MJ: Digital humanities doesn’t really have a meaning for me; as a term or anything else. I mean, I get it. We have a big DH program here at Nebraska and we teach a course, which is “Readings in Digital Humanities,” and we have an “Introduction to Digital Humanities” and when I teach those courses I know which books I’m going to assign. It’s not like I’m rejecting the whole idea, but my research and teaching is very much focused on quantitative text analysis. And, fortunately I have four other colleagues in the English department who are also DH people and so they handle other things: Amanda Gailey works on editions and archives and Ken Price, something similar– we’re very fortunate here.
MI: What are your thoughts on the ‘pushback’ against the digital humanities? Those that think it’s somehow inimical to humanities?
MJ: A lot of people who have the knee-jerk criticism of digital humanities don’t know what it means. And, given that I don’t know what digital humanities means, I can understand why they wouldn’t. So, what happens is– and this is the dangerous thing– because DH is this term that has all this cachet and buzz, people attach it to all kinds of garbage. And they attach it to good things too– don’t get me wrong. So, somebody who’s not sympathetic sees something with the DH name attached to it and then says ‘oh, this is just crap.’ Honestly, I just don’t want to get involved in that sort of thing. I think its folly for anyone to critique digital humanities as if it were a thing that could be critiqued. I think that the work we do, under whatever banner you want to put it under, needs to stand on its own. So, the individual paper, the individual book– that’s what we should be critiquing, not some vague […] There is a huge difference between ‘new criticism’ and digital humanities– those are two totally different things. ‘New criticism’ is a label that refers to a particular set of practices. Digital humanities is nothing like that. So you could critique ‘new criticism’ in ways that you could never critique what’s become known as, digital humanities.

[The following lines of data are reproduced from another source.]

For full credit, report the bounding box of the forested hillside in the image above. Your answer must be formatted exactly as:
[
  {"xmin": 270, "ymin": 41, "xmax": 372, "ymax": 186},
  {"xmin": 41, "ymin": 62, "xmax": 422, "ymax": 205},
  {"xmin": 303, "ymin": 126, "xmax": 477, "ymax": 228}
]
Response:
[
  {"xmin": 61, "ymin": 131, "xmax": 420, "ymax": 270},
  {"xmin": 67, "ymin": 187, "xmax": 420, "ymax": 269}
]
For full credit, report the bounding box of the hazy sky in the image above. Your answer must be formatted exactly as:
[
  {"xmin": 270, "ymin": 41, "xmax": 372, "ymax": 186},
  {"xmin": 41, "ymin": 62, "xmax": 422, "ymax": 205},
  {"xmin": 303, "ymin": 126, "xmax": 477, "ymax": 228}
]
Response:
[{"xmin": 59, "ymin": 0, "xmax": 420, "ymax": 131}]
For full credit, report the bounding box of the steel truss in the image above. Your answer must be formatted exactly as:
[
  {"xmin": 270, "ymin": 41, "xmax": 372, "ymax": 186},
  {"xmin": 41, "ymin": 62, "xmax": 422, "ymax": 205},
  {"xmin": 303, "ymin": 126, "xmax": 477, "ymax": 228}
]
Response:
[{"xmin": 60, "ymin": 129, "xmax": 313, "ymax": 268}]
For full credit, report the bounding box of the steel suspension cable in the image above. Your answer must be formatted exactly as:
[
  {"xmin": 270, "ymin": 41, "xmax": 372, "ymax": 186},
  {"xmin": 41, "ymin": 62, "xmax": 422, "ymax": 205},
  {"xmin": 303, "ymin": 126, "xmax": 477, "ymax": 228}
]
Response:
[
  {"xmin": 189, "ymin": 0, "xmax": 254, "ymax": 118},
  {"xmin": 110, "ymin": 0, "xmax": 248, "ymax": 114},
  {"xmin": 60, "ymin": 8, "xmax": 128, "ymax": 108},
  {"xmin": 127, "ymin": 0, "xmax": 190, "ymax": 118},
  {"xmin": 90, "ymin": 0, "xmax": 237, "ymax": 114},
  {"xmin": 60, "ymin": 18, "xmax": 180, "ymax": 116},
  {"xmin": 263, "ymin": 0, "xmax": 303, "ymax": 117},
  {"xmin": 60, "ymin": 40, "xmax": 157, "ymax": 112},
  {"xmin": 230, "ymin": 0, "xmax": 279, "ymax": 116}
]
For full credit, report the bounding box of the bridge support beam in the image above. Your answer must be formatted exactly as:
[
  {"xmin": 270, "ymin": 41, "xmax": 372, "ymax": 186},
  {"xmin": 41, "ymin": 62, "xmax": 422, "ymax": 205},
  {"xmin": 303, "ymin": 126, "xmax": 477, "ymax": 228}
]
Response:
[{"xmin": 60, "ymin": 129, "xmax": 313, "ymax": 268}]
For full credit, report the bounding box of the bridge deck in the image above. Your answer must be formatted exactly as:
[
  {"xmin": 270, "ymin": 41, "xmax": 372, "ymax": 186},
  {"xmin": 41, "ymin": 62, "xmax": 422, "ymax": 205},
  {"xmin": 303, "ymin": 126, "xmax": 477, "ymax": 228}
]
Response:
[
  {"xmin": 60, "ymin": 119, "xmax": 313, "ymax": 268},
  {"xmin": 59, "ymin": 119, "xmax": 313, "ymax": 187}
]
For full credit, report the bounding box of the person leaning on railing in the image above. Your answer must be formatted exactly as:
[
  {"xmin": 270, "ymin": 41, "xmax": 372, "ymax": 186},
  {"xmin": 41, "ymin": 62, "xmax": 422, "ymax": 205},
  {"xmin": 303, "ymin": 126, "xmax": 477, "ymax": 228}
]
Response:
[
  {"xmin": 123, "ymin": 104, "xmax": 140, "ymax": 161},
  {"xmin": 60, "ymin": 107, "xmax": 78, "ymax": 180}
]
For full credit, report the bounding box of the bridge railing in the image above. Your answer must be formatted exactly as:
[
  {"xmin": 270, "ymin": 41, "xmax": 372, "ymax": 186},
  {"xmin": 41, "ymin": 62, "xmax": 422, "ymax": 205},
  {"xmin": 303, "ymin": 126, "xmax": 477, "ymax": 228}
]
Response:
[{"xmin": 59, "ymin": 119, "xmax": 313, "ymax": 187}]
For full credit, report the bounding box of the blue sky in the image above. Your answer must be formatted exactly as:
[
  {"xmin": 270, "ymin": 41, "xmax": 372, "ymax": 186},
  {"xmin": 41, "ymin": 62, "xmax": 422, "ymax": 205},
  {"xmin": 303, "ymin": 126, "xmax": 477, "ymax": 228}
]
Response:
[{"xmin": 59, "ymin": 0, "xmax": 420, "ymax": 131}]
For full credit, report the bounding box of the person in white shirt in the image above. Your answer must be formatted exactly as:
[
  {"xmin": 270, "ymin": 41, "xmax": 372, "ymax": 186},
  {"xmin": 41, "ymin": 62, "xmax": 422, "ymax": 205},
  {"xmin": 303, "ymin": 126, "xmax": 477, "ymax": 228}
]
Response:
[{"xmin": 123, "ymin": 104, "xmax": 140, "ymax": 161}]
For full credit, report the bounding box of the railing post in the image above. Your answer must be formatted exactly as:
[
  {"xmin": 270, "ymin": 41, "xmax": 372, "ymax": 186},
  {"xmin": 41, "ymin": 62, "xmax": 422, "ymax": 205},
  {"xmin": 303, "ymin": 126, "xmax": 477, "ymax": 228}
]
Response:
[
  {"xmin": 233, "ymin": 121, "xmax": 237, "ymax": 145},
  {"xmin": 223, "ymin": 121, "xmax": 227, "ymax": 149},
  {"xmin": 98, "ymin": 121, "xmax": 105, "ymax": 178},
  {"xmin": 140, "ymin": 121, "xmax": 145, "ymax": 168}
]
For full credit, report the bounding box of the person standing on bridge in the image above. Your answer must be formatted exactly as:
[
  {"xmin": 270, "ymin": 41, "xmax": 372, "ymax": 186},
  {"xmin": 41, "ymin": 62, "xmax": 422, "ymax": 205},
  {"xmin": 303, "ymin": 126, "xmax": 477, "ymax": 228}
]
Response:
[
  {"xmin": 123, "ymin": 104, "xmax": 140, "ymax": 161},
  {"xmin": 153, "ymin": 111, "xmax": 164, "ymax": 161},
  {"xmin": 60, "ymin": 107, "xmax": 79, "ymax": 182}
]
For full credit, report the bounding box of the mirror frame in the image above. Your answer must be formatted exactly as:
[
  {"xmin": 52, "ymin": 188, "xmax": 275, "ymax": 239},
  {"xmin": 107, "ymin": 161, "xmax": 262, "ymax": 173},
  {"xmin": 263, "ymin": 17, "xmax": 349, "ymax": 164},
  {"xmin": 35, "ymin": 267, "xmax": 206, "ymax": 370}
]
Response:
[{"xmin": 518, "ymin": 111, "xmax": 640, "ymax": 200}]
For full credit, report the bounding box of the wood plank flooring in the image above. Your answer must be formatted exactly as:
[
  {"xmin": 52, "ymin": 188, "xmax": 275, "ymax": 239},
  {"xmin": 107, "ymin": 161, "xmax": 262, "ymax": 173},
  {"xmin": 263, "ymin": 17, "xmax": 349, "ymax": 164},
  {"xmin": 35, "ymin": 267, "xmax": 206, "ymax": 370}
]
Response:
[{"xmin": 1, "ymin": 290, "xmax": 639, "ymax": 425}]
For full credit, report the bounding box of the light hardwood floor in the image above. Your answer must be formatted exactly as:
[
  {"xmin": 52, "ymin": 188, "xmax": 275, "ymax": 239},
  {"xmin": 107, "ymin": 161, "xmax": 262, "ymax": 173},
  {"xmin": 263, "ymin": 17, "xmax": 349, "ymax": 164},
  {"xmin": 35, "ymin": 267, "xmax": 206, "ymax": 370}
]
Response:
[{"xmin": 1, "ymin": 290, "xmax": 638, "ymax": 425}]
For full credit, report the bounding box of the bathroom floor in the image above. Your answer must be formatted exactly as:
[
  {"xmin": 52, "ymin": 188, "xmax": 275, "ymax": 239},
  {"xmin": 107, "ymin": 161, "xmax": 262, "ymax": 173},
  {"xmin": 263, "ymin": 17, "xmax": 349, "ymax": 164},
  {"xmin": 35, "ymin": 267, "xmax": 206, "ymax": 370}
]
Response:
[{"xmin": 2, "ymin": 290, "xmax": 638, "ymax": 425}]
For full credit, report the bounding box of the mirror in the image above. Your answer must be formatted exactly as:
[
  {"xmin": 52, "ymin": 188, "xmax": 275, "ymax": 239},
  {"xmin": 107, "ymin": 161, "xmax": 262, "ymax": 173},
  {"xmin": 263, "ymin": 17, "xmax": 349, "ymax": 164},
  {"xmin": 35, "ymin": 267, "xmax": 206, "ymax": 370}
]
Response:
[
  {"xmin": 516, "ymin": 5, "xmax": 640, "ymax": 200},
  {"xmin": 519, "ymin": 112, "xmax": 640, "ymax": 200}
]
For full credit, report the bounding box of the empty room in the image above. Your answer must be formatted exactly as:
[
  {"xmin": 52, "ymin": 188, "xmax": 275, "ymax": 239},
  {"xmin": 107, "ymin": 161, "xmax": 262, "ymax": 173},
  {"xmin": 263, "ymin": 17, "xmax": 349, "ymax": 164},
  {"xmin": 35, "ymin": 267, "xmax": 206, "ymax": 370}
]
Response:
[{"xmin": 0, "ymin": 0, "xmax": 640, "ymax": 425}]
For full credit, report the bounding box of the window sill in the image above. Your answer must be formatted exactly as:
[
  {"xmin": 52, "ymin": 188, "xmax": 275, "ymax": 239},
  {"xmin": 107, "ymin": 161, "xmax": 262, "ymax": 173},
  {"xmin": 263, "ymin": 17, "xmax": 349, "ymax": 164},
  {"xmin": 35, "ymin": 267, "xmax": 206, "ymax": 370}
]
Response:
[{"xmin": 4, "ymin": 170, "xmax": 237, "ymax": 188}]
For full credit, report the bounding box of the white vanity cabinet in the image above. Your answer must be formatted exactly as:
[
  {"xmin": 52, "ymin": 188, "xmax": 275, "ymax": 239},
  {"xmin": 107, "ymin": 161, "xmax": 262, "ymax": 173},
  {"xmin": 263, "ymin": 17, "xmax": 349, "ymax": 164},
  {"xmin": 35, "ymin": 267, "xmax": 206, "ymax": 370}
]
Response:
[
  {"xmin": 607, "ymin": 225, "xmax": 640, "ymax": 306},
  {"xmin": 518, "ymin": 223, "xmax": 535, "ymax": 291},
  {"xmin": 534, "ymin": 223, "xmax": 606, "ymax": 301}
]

MI: If you had to speculate, how do you view the future of the digital humanities? Are there any last take-away points that you’d like to pass along to our class?
MJ: I wouldn’t want to comment on the future of the digital humanities so much as I’d rather comment on the future of text mining in the humanities […] I think that the creation of all this digital text in combination with computing power and what we know now about language and processing language […] there’s no shortage of things to work on […] I’m a little nervous about what’s becoming of digital humanities. Some of the divisive things that are going on– I don’t know if that’s quite the right word, but there’s tension. And, I have colleagues who say, ‘oh, that’s to be expected: anytime something gets to be a certain size, there’s tension.’ That tension isn’t exciting anymore. I want everyone to give everyone else a fair shake: that was the old ethos in the field, anyhow. I’d like to see more of that. You mentioned something just now about those that see this kind of work as being incompatible and I think those who see it as being incompatible aren’t looking at it.